标签是否总有必要进行分类准确性评价? (Are Labels Always Necessary for Classifier Accuracy Evaluation?)

To calculate the model accuracy on a computer vision task, e.g., object recognition, we usually require a test set composing of test samples and their ground truth labels. Whilst standard usage cases satisfy this requirement, many real-world scenarios involve unlabeled test data, rendering common model evaluation methods infeasible. We investigate this important and under-explored problem, Automatic model Evaluation (AutoEval). Specifically, given a labeled training set and a classifier, we aim to estimate the classification accuracy on unlabeled test datasets. We construct a meta-dataset: a dataset comprised of datasets generated from the original images via various transformations such as rotation, background substitution, foreground scaling, etc. As the classification accuracy of the model on each sample (dataset) is known from the original dataset labels, our task can be solved via regression. Using the feature statistics to represent the distribution of a sample dataset, we can train regression models (e.g., a regression neural network) to predict model performance. Using synthetic meta-dataset and real-world datasets in training and testing, respectively, we report a reasonable and promising prediction of the model accuracy. We also provide insights into the application scope, limitation, and potential future direction of AutoEval.

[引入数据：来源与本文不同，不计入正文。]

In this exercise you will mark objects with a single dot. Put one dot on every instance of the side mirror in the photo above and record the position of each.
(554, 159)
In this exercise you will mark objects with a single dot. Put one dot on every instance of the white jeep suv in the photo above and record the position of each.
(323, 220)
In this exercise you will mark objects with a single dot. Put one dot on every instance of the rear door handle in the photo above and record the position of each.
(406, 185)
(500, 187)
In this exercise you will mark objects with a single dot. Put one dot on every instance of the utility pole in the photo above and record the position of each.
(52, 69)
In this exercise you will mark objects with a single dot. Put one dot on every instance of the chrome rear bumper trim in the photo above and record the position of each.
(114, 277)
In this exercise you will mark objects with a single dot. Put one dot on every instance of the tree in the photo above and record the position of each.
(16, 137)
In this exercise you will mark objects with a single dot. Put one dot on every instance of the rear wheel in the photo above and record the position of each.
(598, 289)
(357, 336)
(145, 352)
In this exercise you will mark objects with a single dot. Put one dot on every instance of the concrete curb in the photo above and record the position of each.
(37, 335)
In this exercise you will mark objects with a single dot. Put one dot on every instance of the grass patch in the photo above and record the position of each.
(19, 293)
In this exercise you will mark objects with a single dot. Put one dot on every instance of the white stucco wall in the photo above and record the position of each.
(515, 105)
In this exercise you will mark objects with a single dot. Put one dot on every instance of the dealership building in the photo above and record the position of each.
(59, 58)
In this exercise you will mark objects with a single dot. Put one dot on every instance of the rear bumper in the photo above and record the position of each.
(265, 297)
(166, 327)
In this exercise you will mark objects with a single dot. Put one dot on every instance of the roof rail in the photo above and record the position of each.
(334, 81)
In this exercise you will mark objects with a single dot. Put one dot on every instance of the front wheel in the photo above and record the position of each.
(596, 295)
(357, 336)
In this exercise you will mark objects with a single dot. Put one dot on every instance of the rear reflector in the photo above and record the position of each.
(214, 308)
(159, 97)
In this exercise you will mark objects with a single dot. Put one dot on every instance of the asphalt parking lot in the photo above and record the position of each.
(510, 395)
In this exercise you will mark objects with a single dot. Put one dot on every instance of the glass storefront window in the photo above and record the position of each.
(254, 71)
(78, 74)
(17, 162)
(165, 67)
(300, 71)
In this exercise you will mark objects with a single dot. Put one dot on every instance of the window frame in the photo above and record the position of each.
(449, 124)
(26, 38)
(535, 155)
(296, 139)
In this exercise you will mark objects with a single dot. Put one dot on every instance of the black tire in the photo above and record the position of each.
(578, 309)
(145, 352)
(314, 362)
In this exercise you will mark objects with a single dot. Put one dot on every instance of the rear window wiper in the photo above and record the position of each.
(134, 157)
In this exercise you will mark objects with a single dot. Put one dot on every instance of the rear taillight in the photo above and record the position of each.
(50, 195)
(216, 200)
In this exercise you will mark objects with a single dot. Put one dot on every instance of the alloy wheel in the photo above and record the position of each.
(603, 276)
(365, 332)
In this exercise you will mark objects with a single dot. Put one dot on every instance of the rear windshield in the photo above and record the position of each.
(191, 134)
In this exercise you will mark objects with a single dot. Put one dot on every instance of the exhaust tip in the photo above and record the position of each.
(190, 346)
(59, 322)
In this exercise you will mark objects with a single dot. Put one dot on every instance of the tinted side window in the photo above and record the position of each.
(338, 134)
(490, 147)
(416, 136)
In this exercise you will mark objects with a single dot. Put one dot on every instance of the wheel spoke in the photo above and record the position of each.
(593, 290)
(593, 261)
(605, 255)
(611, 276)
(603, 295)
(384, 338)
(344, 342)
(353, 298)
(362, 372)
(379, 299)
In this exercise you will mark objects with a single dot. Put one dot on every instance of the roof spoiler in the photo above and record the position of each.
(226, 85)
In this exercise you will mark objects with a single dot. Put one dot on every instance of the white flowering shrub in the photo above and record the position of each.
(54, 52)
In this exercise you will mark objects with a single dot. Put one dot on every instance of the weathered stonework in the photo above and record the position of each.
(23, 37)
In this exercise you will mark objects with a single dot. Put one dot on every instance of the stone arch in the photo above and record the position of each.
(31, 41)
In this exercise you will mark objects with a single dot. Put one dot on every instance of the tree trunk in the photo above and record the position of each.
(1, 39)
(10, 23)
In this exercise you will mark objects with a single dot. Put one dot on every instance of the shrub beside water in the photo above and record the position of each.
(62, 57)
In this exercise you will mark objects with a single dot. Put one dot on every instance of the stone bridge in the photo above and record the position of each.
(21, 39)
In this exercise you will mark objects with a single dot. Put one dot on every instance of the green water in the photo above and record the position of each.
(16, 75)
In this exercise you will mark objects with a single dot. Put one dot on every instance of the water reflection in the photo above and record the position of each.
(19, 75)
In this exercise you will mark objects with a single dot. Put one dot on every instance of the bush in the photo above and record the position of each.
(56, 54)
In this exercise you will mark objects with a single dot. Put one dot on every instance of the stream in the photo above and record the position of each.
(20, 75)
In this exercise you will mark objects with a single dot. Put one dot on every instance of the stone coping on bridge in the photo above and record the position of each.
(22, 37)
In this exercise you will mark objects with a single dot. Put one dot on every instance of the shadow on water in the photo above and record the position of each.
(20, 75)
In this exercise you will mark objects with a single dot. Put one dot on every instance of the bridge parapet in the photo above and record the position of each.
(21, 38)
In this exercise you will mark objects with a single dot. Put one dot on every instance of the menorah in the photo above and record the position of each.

翻译：为了计算计算机视觉任务模型的准确性,例如,物体识别,我们通常需要一套由测试样品及其地面真实标签组成的测试数据集。虽然标准使用案例满足了这一要求,但许多真实世界情景涉及未贴标签的测试数据,使得通用模型评价方法不可行。我们调查了这个重要和探索不足的问题,自动模型评价(AutoEval)。具体地说,根据一个标签式的培训组和一个分类器,我们的目标是估计未贴标签测试数据集的分类准确性。我们建立了一个元数据集:一套数据集,由通过轮换、背景替代、地表缩放等各种变换从原始图像中产生的数据集组成。由于每个样本模型(数据集)的分类准确性从原始数据集标签中知道,我们的任务可以通过回归来解决。我们利用特征统计来代表抽样数据集的分布,我们可以培训回归模型(例如回归神经网络)来预测模型性能。我们使用合成的元数据集和真实世界模型集,在培训和测试中分别提供我们未来方向的准确度,我们报告一个合理的和有前景的准确性。